Il Consiglio dei Ministri era previsto per le 11. Alla fine, come annunciato è slittato alle 22:00. All’ordine del giorno anche il dossier Autostrade: con la revoca della concessione ad Atlantia. “Tutti i ministri saranno nelle condizioni di conoscere i dettagli – ha dichiarato il presidente del Consiglio Giuseppe Conte – ora è necessaria una decisione”. L’obiettivo del premier sarebbe quello di mettere fuori da Autostrade i Benetton, principali azionisti di Atlantia, la holding che gestisce l’88% di Aspi e accusati di negligenze nella gestione del Ponte Morandi, crollato a Genova il 14 agosto 2018 che provocò 43 vittime. Il rischio della conta all’interno dello stesso esecutivo non è da escludere. Anzi. Spunta intanto una nuova ipotesi: quella di un commissario, per evitare il default di Autostrade e la perdita di posti di lavoro.

La frattura principale nel governo è quella con Italia Viva: il leader Matteo Renzi aveva ammonito ieri come fosse facile lasciarsi andare a slogan populisti, mentre “la revoca è facile da dire, difficile da fare”. “Se sei un uomo delle istituzioni, non fai come al bar, aspetti la magistratura”, è l’attacco che Renzi, in serata, ha fatto recapitare a Palazzo Chigi. La linea di Conte, al di là delle tensioni, ha tuttavia delle affinità sia con quella il Partito Democratico che con Iv: la centralità dello Stato, magari attraverso Cdp (citata da Renzi), nella futura società di gestione.

Il Partito Democratico, con Liberi e Uguali, si assesta intanto sulla linea governativa.
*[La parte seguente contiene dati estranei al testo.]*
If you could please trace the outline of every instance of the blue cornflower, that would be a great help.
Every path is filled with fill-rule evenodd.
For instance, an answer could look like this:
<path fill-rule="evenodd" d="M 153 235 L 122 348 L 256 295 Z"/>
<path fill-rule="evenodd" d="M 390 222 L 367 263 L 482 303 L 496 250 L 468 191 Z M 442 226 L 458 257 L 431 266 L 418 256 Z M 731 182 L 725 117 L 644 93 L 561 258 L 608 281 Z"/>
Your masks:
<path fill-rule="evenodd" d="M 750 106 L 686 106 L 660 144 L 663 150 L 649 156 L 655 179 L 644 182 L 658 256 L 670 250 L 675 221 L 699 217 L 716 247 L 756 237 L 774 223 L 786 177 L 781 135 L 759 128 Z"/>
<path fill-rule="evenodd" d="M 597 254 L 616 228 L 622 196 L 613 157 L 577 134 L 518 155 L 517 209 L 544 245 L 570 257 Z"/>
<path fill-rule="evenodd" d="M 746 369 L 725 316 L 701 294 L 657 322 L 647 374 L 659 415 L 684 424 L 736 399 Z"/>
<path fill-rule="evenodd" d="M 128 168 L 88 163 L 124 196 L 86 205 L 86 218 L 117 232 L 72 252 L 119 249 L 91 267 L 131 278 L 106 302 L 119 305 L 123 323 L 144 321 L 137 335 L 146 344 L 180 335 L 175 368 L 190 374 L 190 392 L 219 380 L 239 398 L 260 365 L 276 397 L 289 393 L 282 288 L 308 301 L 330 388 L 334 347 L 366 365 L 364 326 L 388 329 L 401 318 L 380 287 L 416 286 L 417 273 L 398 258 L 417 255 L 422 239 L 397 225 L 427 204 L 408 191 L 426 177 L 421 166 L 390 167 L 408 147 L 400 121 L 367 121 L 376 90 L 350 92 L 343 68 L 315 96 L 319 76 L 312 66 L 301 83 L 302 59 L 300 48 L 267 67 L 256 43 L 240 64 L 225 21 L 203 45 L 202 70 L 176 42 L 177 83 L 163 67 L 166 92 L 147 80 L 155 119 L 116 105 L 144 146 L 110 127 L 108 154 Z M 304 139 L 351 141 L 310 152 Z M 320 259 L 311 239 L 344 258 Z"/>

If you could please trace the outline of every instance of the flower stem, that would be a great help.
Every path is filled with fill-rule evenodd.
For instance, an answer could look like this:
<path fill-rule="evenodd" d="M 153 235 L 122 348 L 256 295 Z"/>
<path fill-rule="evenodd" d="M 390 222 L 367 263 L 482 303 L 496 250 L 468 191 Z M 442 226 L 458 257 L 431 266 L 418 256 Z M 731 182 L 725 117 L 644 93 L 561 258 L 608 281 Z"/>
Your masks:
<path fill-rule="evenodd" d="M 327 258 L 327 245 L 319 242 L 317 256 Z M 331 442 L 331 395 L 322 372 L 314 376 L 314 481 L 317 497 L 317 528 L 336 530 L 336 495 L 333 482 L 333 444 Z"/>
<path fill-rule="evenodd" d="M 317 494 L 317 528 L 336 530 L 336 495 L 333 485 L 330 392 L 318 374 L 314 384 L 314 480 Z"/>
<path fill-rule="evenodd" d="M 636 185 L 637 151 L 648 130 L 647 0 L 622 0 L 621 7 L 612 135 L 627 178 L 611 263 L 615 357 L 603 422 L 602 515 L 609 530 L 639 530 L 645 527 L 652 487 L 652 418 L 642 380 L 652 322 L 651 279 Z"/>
Il segretario Nicola Zingaretti ha definito “deludente” la proposta di Aspi e “giuste” le considerazioni del premier. Il leader Dem chiede un assetto societario che veda lo Stato al centro di una nuova compagine azionaria. “I Benetton ci prendono in giro, questo governo non accetterà di sacrificare il bene pubblico sull’altare dei loro interessi privati”, aveva detto in due interviste alla Stampa e al Fatto Quotidiano Conte. E l’effetto in Borsa si è subito fatto sentire, con il tonfo di Aspi con il 15% perso in 24 ore a Piazza Affari. “Abbiamo sempre rispettato le istituzioni: quando in passato è stata sollecitata ad entrare in diverse società così come oggi”, la replica degli imprenditori veneti. Curiosità sul cdm espressa anche da Angela Merkel, in occasione del vertice al castello di Meseberg con Conte. Forse perché tra i soci di minoranza c’è la tedesca Allianz. Preoccupazione da parte di un altro socio, il fondo cinese Road Silk, che ha chiesto notizie all’ambasciatore italiano a Pechino. Oggi riunione straordinaria del cda della holding, che rischia un crack da 19 miliardi di euro con la revoca della concessione. “La proposta formulata è l’esito di un confronto di un anno e recepisce le richieste dei rappresentanti dell’esecutivo”, aveva affermato Autostrade in una nota.

Non è detto che la riunione di oggi, secondo quanto scrive l’Ansa, sarà decisiva. Ma l’occasione per una conta – ovvero per uno scontro – nel governo è tutt’altro che da escludere. Fiducia da parte degli esponenti del Movimento 5 Stelle in Conte. Il premier con il dl milleproroghe potrebbe imporre la revoca. L’opposizione, con il leader della Lega Matteo Salvini, definisce “falso e ipocrita” il governo “alleato dei Benetton”.

Il nodo della questione sembra essere tutto nella quota che gli imprenditori debbano mantenere. I pentastellati sono per mettere fuori i Benetton. Pd e Iv sono più possibilisti. “Se superiamo lo scoglio Aspi il governo avrà vita lunga, magari con la possibilità di un rimpasto a settembre”, dice un’autorevole fonte del M5s all’Ansa. Segno che sulla revoca della concessione si gioca più che il solo dossier Autostrade.